O Rio Grande do Sul confirmou o primeiro caso de Influenza aviária de Alta Patogenicidade (IAAP) em aves de subsistência. O foco foi identificado no município de Coqueiros do Sul, no Noroeste do Estado, e confirmado na última sexta-feira (18) pelo Laboratório Federal de Defesa Agropecuária (LFDA), em Campinas (SP).

Foto: Divulgação

A suspeita foi atendida por equipes do Departamento de Vigilância e Defesa Sanitária Animal (DDA), da Secretaria da Agricultura, Pecuária, Produção Sustentável e Irrigação (Seapi), após notificação registrada em 14 de julho. As amostras coletadas foram encaminhadas ao laboratório de referência da Organização Mundial de Saúde Animal (OMSA), que confirmou a presença do vírus.

De acordo com a Seapi, o registro ocorreu em aves de fundo de quintal e não altera o status sanitário do Rio Grande do Sul e do Brasil em relação à influenza aviária de alta patogenicidade. Por isso, não há impacto sobre o comércio de produtos avícolas.

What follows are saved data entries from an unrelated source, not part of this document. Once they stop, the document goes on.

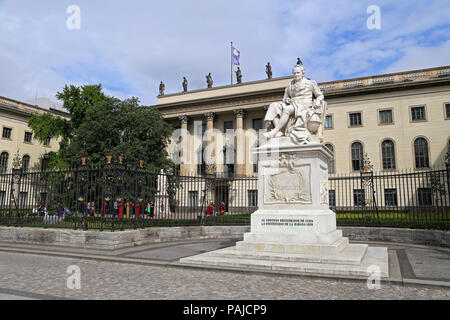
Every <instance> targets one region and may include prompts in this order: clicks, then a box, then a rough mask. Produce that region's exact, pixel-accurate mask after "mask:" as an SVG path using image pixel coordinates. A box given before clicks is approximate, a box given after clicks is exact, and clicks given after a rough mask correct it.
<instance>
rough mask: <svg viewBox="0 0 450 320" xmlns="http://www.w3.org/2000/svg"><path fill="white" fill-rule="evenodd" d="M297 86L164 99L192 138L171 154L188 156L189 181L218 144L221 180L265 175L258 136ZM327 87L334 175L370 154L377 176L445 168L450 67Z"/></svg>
mask: <svg viewBox="0 0 450 320" xmlns="http://www.w3.org/2000/svg"><path fill="white" fill-rule="evenodd" d="M306 76H307V73H306ZM291 80H292V77H283V78H276V79H266V80H261V81H254V82H247V83H241V84H236V85H228V86H221V87H213V88H206V89H201V90H193V91H187V92H180V93H175V94H166V95H160V96H159V97H158V103H157V105H156V107H157V108H158V110H159V111H160V112H161V113H162V114H163V116H164V118H165V119H166V120H167V121H168V122H169V123H171V124H172V125H173V126H174V127H175V128H181V129H183V130H185V131H184V132H186V133H185V134H184V136H182V137H181V138H180V137H178V136H177V137H175V139H172V140H173V141H172V143H171V145H170V146H169V147H168V151H169V154H172V155H175V156H180V159H181V165H180V171H181V174H182V175H197V174H202V173H206V171H207V169H208V168H207V166H205V162H206V161H205V157H204V156H202V155H204V151H205V149H207V148H208V144H214V146H213V147H212V149H213V150H215V151H214V152H213V153H212V156H211V157H212V158H213V159H212V160H211V162H210V163H214V164H213V166H211V169H212V172H214V173H215V174H216V175H218V176H234V177H235V176H257V163H256V162H257V159H255V158H254V157H253V156H252V153H251V148H252V147H255V146H257V145H258V138H257V135H256V138H255V135H253V134H250V131H251V132H254V131H253V130H256V131H258V130H260V129H263V128H264V124H263V119H264V115H265V112H266V110H267V107H268V106H269V105H270V104H271V103H272V102H277V101H280V100H281V99H282V98H283V94H284V90H285V88H286V86H287V85H288V83H289V82H290V81H291ZM319 87H320V88H321V90H322V92H323V93H324V95H325V100H326V101H327V103H328V109H327V111H326V118H325V129H324V143H325V144H326V145H327V147H328V148H329V149H330V150H331V151H332V152H333V154H334V159H333V160H332V161H331V162H330V164H329V172H330V174H331V176H333V175H336V174H340V173H350V174H351V173H353V172H359V169H360V167H361V161H362V158H363V156H364V155H365V154H367V156H368V158H369V159H370V162H371V164H372V165H373V170H374V171H377V172H393V171H394V172H395V171H401V170H402V169H412V170H415V171H420V170H428V169H431V168H442V167H443V166H444V165H445V160H446V154H447V152H448V150H449V144H450V66H443V67H438V68H431V69H423V70H413V71H407V72H400V73H394V74H384V75H377V76H370V77H362V78H354V79H347V80H339V81H330V82H323V83H319ZM196 126H197V128H195V127H196ZM208 129H214V131H215V132H216V133H217V134H216V137H215V139H203V140H201V135H202V133H205V131H206V130H208ZM231 129H232V130H234V144H232V148H233V150H231V152H229V151H226V148H227V143H228V142H229V139H228V140H227V138H226V132H227V130H231ZM199 132H201V133H200V143H199V142H198V140H199V139H198V133H199ZM181 135H182V134H181ZM181 141H183V142H181ZM227 141H228V142H227ZM202 152H203V153H202ZM240 154H241V156H239V155H240ZM230 155H231V157H230ZM237 157H242V158H240V159H244V161H239V160H238V159H237Z"/></svg>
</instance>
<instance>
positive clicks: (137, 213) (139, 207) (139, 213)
mask: <svg viewBox="0 0 450 320" xmlns="http://www.w3.org/2000/svg"><path fill="white" fill-rule="evenodd" d="M140 216H141V203H140V202H138V203H137V204H136V218H139V217H140Z"/></svg>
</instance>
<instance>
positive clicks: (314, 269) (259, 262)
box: [180, 247, 389, 278]
mask: <svg viewBox="0 0 450 320" xmlns="http://www.w3.org/2000/svg"><path fill="white" fill-rule="evenodd" d="M232 248H234V249H230V248H227V249H228V250H227V249H221V250H216V251H212V252H208V253H203V254H200V255H196V256H192V257H186V258H182V259H180V263H181V264H183V265H191V266H204V267H208V266H210V267H220V268H230V269H234V270H235V269H238V270H246V271H278V272H287V273H289V274H292V273H294V274H306V275H307V274H310V275H317V274H321V275H333V276H336V275H338V276H350V277H354V276H358V277H364V278H366V277H368V276H370V275H371V272H373V271H370V270H371V269H370V268H369V267H371V266H377V267H378V268H379V270H380V276H381V277H382V278H386V277H388V269H389V266H388V253H387V248H379V247H366V252H365V255H364V257H363V258H362V260H361V263H360V264H358V265H356V264H338V263H332V260H329V261H327V262H325V261H322V262H304V261H288V260H286V261H283V260H279V259H278V258H277V260H272V258H273V257H271V256H267V257H264V256H262V255H261V256H259V258H249V257H248V256H247V257H245V254H244V255H243V256H242V257H239V256H238V255H233V254H232V250H235V251H237V250H236V249H235V247H232Z"/></svg>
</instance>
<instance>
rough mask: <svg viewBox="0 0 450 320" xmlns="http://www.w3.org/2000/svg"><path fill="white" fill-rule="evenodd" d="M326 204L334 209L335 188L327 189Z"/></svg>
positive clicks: (335, 205)
mask: <svg viewBox="0 0 450 320" xmlns="http://www.w3.org/2000/svg"><path fill="white" fill-rule="evenodd" d="M328 205H329V207H330V209H331V210H336V190H328Z"/></svg>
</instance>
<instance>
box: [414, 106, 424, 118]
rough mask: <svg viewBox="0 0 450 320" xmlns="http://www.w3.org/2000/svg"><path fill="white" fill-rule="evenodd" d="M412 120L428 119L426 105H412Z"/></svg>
mask: <svg viewBox="0 0 450 320" xmlns="http://www.w3.org/2000/svg"><path fill="white" fill-rule="evenodd" d="M411 120H412V121H423V120H426V117H425V107H424V106H420V107H411Z"/></svg>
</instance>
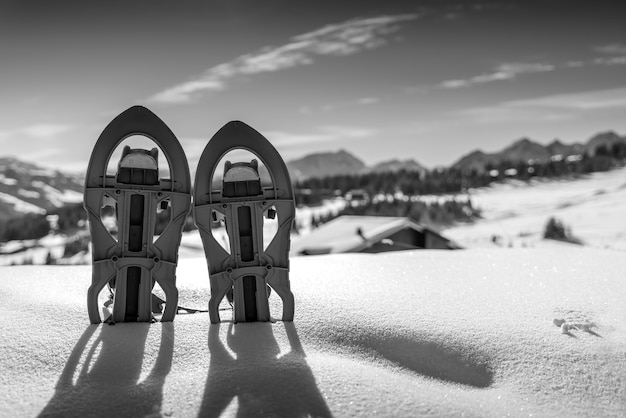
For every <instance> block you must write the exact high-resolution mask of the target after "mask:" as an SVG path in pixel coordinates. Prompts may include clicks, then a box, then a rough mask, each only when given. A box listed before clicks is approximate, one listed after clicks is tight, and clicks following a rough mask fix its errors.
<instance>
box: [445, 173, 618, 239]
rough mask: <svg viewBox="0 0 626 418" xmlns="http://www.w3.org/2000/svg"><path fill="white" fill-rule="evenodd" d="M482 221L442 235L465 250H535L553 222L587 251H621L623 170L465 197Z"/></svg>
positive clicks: (448, 230)
mask: <svg viewBox="0 0 626 418" xmlns="http://www.w3.org/2000/svg"><path fill="white" fill-rule="evenodd" d="M470 196H471V199H472V204H473V205H474V206H475V207H477V208H479V209H481V210H482V216H483V219H481V220H478V221H476V222H475V223H474V224H467V225H463V224H461V225H458V226H455V227H453V228H449V229H446V230H444V231H443V234H444V235H445V236H446V237H448V238H450V239H452V240H453V241H455V242H457V243H459V244H461V245H462V246H465V247H489V246H493V245H494V244H493V242H492V237H494V236H495V237H497V238H498V242H499V243H500V245H504V246H514V247H519V246H537V245H539V246H541V245H545V243H544V242H543V241H541V238H542V235H543V231H544V228H545V225H546V223H547V222H548V219H549V218H550V217H553V216H554V217H556V218H558V219H559V220H561V221H562V222H563V223H564V224H565V225H566V226H569V227H570V228H571V232H572V234H573V235H574V236H575V237H577V238H580V239H582V241H583V243H584V244H585V245H588V246H592V247H597V248H612V249H620V250H626V221H625V220H624V214H626V167H624V168H620V169H616V170H612V171H609V172H603V173H594V174H591V175H589V176H585V177H583V178H580V179H576V180H566V179H563V180H550V181H546V180H536V181H533V182H531V183H524V182H515V181H512V182H508V183H501V184H496V185H493V186H491V187H485V188H480V189H475V190H472V191H471V192H470Z"/></svg>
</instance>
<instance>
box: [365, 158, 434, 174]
mask: <svg viewBox="0 0 626 418" xmlns="http://www.w3.org/2000/svg"><path fill="white" fill-rule="evenodd" d="M400 170H405V171H418V172H420V173H423V172H425V171H426V167H424V166H423V165H421V164H420V163H418V162H417V161H415V160H413V159H409V160H398V159H393V160H389V161H384V162H382V163H378V164H376V165H375V166H373V167H370V168H369V169H368V171H370V172H374V173H384V172H388V171H400Z"/></svg>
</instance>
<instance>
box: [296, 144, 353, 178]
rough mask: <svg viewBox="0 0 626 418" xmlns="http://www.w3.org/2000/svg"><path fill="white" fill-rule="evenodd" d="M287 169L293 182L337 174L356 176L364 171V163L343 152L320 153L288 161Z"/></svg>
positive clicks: (323, 176)
mask: <svg viewBox="0 0 626 418" xmlns="http://www.w3.org/2000/svg"><path fill="white" fill-rule="evenodd" d="M287 168H288V169H289V172H290V173H291V176H292V178H293V179H294V180H298V179H303V178H308V177H325V176H333V175H337V174H356V173H359V172H362V171H363V170H364V169H365V163H364V162H363V161H361V160H360V159H358V158H357V157H355V156H354V155H352V154H350V153H349V152H347V151H345V150H340V151H337V152H322V153H317V154H311V155H307V156H305V157H303V158H300V159H298V160H293V161H289V162H288V163H287Z"/></svg>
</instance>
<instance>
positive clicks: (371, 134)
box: [265, 125, 375, 148]
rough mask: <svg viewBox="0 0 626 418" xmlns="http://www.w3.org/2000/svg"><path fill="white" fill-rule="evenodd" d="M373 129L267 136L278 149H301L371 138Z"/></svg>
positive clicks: (314, 132) (344, 127)
mask: <svg viewBox="0 0 626 418" xmlns="http://www.w3.org/2000/svg"><path fill="white" fill-rule="evenodd" d="M374 133H375V132H374V131H373V130H371V129H366V128H361V127H353V126H336V125H329V126H320V127H318V128H317V129H316V131H314V132H307V133H293V132H284V131H269V132H266V133H265V136H266V137H267V138H268V139H269V140H270V141H271V142H272V144H274V146H276V147H277V148H290V147H301V146H303V145H308V144H319V143H321V142H335V141H349V140H358V139H365V138H369V137H371V136H372V135H374Z"/></svg>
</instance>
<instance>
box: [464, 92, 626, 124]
mask: <svg viewBox="0 0 626 418" xmlns="http://www.w3.org/2000/svg"><path fill="white" fill-rule="evenodd" d="M611 109H626V88H617V89H607V90H594V91H587V92H578V93H569V94H557V95H550V96H543V97H536V98H532V99H524V100H512V101H507V102H503V103H499V104H497V105H493V106H485V107H476V108H470V109H465V110H463V111H461V112H459V114H460V115H461V116H465V117H469V118H470V119H471V120H472V121H474V122H476V123H479V124H497V123H504V122H510V121H518V122H519V121H527V120H528V121H557V120H558V121H562V120H568V119H574V118H576V117H578V116H579V115H581V112H590V111H597V110H611Z"/></svg>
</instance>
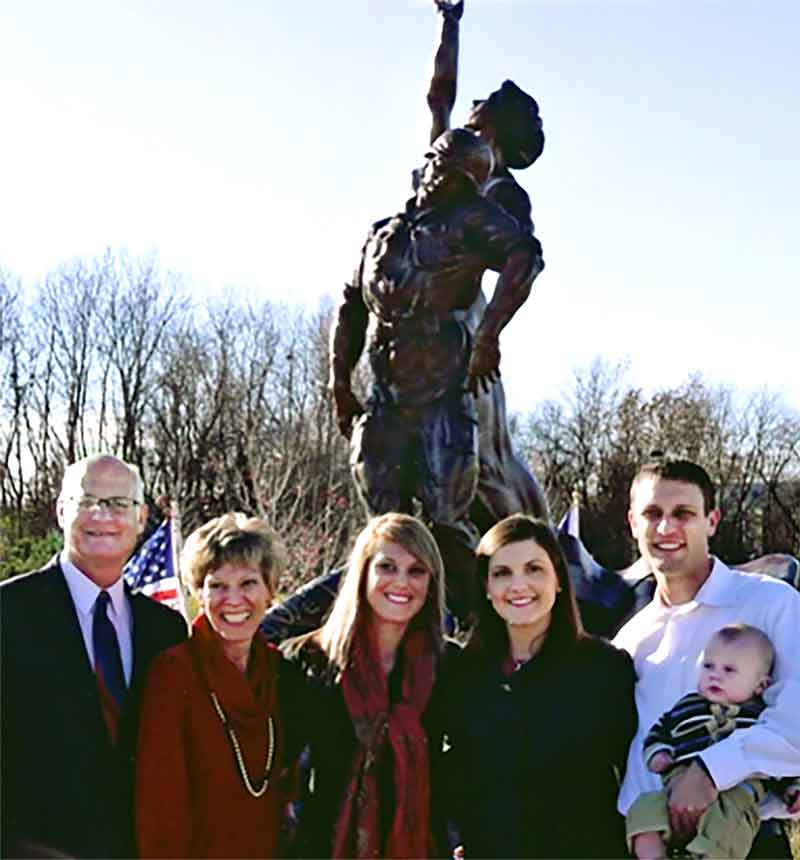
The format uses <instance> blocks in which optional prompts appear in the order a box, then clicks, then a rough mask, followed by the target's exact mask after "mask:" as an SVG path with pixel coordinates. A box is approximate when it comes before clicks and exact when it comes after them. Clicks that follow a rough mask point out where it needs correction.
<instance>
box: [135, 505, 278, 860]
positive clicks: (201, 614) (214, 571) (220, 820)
mask: <svg viewBox="0 0 800 860" xmlns="http://www.w3.org/2000/svg"><path fill="white" fill-rule="evenodd" d="M285 560H286V553H285V550H284V547H283V544H282V543H281V542H280V540H279V539H278V537H277V535H275V533H274V532H273V531H272V530H271V529H270V528H269V527H268V526H267V525H266V524H265V523H264V522H263V521H262V520H260V519H257V518H255V517H252V518H248V517H246V516H245V515H244V514H241V513H232V514H225V515H224V516H221V517H217V518H216V519H213V520H211V521H210V522H208V523H206V524H205V525H204V526H202V527H201V528H199V529H197V531H195V532H194V533H193V534H192V535H191V536H190V537H189V539H188V540H187V541H186V545H185V547H184V550H183V553H182V556H181V570H182V574H183V578H184V580H185V581H186V583H187V585H189V587H190V588H191V590H192V592H193V593H194V595H195V596H196V598H197V600H198V602H199V604H200V607H201V610H202V611H201V613H200V614H199V615H198V616H197V618H196V619H195V620H194V623H193V625H192V635H191V638H190V639H189V640H188V641H187V642H184V643H182V644H181V645H178V646H176V647H174V648H171V649H169V650H167V651H165V652H164V653H163V654H161V655H160V656H159V657H158V658H157V659H156V660H155V661H154V662H153V664H152V667H151V669H150V672H149V674H148V678H147V686H146V689H145V694H144V701H143V704H142V714H141V723H140V730H139V745H138V755H137V764H136V830H137V840H138V845H139V854H140V856H141V857H154V858H155V857H158V858H164V857H215V858H224V857H230V858H244V857H260V858H264V857H276V856H280V854H281V847H280V845H279V836H280V823H281V815H282V812H283V808H284V806H285V804H286V801H287V797H286V792H285V791H284V787H283V782H284V781H283V780H282V779H281V776H282V771H283V769H284V762H285V755H284V750H285V744H284V733H283V721H282V719H281V712H280V707H279V699H278V676H279V674H280V670H281V664H282V659H281V655H280V652H279V651H278V650H277V648H275V647H274V646H272V645H270V644H269V643H268V642H267V640H266V638H265V637H264V635H263V634H262V633H260V632H259V630H258V628H259V625H260V623H261V621H262V619H263V617H264V613H265V612H266V610H267V607H268V606H269V605H270V604H271V603H272V598H273V596H274V594H275V590H276V588H277V584H278V577H279V576H280V574H281V572H282V571H283V569H284V567H285Z"/></svg>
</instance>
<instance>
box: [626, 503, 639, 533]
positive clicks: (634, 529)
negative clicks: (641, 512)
mask: <svg viewBox="0 0 800 860" xmlns="http://www.w3.org/2000/svg"><path fill="white" fill-rule="evenodd" d="M628 526H629V527H630V530H631V534H632V535H633V536H634V537H635V538H638V535H637V534H636V515H635V514H634V513H633V510H632V509H631V508H628Z"/></svg>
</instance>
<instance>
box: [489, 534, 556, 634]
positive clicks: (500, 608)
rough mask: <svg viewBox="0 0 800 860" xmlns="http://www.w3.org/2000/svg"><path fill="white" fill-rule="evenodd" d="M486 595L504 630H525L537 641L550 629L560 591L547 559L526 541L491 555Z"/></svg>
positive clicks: (529, 543) (512, 545)
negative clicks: (494, 610)
mask: <svg viewBox="0 0 800 860" xmlns="http://www.w3.org/2000/svg"><path fill="white" fill-rule="evenodd" d="M486 591H487V597H488V598H489V600H490V601H491V604H492V606H493V607H494V610H495V612H496V613H497V614H498V615H499V616H500V617H501V618H502V619H503V621H505V623H506V626H507V627H512V626H513V627H515V628H516V627H520V628H521V627H525V628H527V629H528V631H529V632H530V633H531V635H532V636H533V637H537V636H540V635H541V634H543V633H544V632H545V631H546V630H547V628H548V627H549V626H550V613H551V611H552V609H553V606H554V604H555V602H556V594H557V593H558V592H559V591H560V587H559V584H558V577H557V576H556V571H555V568H554V567H553V562H552V561H551V560H550V556H548V554H547V552H546V551H545V550H544V549H542V547H540V546H539V544H538V543H536V541H535V540H533V539H529V540H523V541H517V542H515V543H509V544H506V545H505V546H501V547H500V548H499V549H497V550H496V551H495V552H494V553H493V554H492V557H491V558H490V559H489V574H488V578H487V580H486Z"/></svg>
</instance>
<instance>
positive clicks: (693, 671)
mask: <svg viewBox="0 0 800 860" xmlns="http://www.w3.org/2000/svg"><path fill="white" fill-rule="evenodd" d="M735 622H742V623H744V624H750V625H752V626H753V627H758V628H759V629H760V630H762V631H763V632H764V633H766V634H767V636H769V638H770V640H771V641H772V644H773V646H774V648H775V654H776V658H775V666H774V670H773V684H771V685H770V686H769V687H768V688H767V689H766V690H765V691H764V695H763V698H764V701H765V702H766V705H767V707H766V708H765V710H764V711H763V713H762V714H761V717H760V718H759V721H758V723H757V724H756V725H754V726H752V727H751V728H748V729H742V730H737V731H734V732H733V733H732V734H731V735H730V736H729V737H728V738H726V739H725V740H723V741H720V742H719V743H716V744H714V745H713V746H711V747H709V748H708V749H706V750H704V751H703V752H702V753H701V757H702V759H703V762H704V764H705V765H706V767H707V768H708V771H709V773H710V774H711V776H712V778H713V780H714V782H715V784H716V786H717V788H718V789H720V790H723V789H727V788H731V787H732V786H734V785H737V784H738V783H740V782H742V780H744V779H745V778H746V777H748V776H749V775H751V774H755V773H761V774H765V775H768V776H774V777H780V776H796V775H798V774H800V593H799V592H797V591H796V590H795V589H793V588H792V587H791V586H789V585H787V584H786V583H784V582H780V581H779V580H777V579H772V578H771V577H768V576H761V575H760V574H754V573H743V572H741V571H738V570H731V568H729V567H727V566H726V565H725V564H723V563H722V562H721V561H719V559H714V566H713V568H712V570H711V575H710V576H709V578H708V579H707V580H706V581H705V582H704V583H703V585H702V587H701V588H700V590H699V591H698V592H697V594H696V595H695V598H694V600H691V601H690V602H689V603H682V604H678V605H676V606H666V605H665V604H664V603H663V602H662V600H661V598H660V596H659V594H658V592H656V594H655V596H654V598H653V600H652V602H651V603H649V604H648V605H647V606H646V607H645V608H644V609H642V610H641V612H639V613H637V614H636V615H635V616H634V617H633V618H632V619H631V620H630V621H629V622H628V623H627V624H626V625H625V626H624V627H623V628H622V629H621V630H620V631H619V633H618V634H617V635H616V637H615V638H614V640H613V642H614V644H615V645H616V646H617V647H618V648H623V649H625V650H626V651H627V652H628V653H629V654H630V655H631V657H632V658H633V662H634V666H635V668H636V677H637V682H636V708H637V711H638V713H639V728H638V730H637V732H636V737H635V738H634V739H633V742H632V743H631V749H630V752H629V754H628V766H627V771H626V774H625V779H624V780H623V783H622V788H621V790H620V796H619V809H620V812H622V813H623V815H624V814H626V813H627V811H628V809H629V808H630V806H631V804H632V803H633V801H634V800H635V799H636V798H637V797H638V796H639V795H640V794H642V793H643V792H646V791H655V790H657V789H659V788H660V787H661V779H660V777H659V776H658V774H655V773H652V772H651V771H649V770H648V769H647V767H646V766H645V763H644V760H643V758H642V749H643V746H644V738H645V735H646V734H647V733H648V732H649V730H650V728H651V726H652V725H653V723H655V722H656V720H658V718H659V717H660V716H661V714H662V713H664V712H665V711H667V710H669V709H670V708H671V707H672V706H673V705H674V704H675V702H677V700H678V699H679V698H680V697H681V696H683V695H685V694H686V693H689V692H691V691H692V690H696V689H697V679H698V668H699V663H700V658H701V655H702V652H703V649H704V648H705V646H706V644H707V643H708V640H709V639H710V638H711V636H712V634H713V633H715V632H716V631H717V630H719V629H720V627H724V626H725V625H726V624H733V623H735ZM761 814H762V817H764V818H767V817H775V816H777V817H785V816H786V815H787V812H786V807H785V805H784V804H783V803H780V802H778V800H777V798H775V797H774V796H772V795H767V798H766V799H765V802H764V803H763V804H762V807H761Z"/></svg>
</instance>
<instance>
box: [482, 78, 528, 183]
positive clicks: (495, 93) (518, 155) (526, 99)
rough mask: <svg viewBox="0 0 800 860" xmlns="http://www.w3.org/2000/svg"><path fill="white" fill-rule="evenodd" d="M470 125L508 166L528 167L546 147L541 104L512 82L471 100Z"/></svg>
mask: <svg viewBox="0 0 800 860" xmlns="http://www.w3.org/2000/svg"><path fill="white" fill-rule="evenodd" d="M467 128H471V129H474V130H475V131H476V132H478V133H479V134H480V135H481V136H482V137H485V138H486V139H487V140H489V141H490V142H491V143H492V145H493V146H494V147H495V149H496V150H497V151H498V152H499V155H500V156H501V157H502V159H503V162H504V163H505V164H506V165H508V166H509V167H528V165H530V164H533V162H534V161H536V159H537V158H538V157H539V156H540V155H541V154H542V149H544V132H543V131H542V120H541V117H540V116H539V105H538V104H537V103H536V99H534V98H533V97H532V96H529V95H528V94H527V93H526V92H525V91H524V90H521V89H520V88H519V87H518V86H517V85H516V84H515V83H514V82H513V81H504V82H503V85H502V86H501V87H500V89H499V90H495V91H494V92H493V93H492V94H491V95H490V96H489V97H488V98H486V99H483V100H481V101H476V102H473V103H472V110H471V111H470V115H469V120H468V121H467Z"/></svg>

A secretaria também reforça que o consumo de carne de frango e ovos permanece seguro, uma vez que a doença não é transmitida por alimentos.

Como medida de contenção, o Serviço Veterinário Oficial do Rio Grande do Sul realizará inspeções em propriedades rurais e granjas localizadas em um raio de 10 quilômetros do foco, além de ações de vigilância epidemiológica e orientação aos produtores.

Foto: Divulgação/Seapi

A Influenza aviária é uma doença viral altamente contagiosa que acomete principalmente aves, embora também possa infectar mamíferos e, em situações raras, seres humanos.

A Seapi orienta que a população não manipule aves doentes ou mortas. Casos suspeitos, caracterizados por sinais respiratórios, alterações neurológicas ou mortalidade elevada e repentina, devem ser comunicados imediatamente ao Serviço Veterinário Oficial por meio das Inspetorias de Defesa Agropecuária ou dos canais oficiais da secretaria.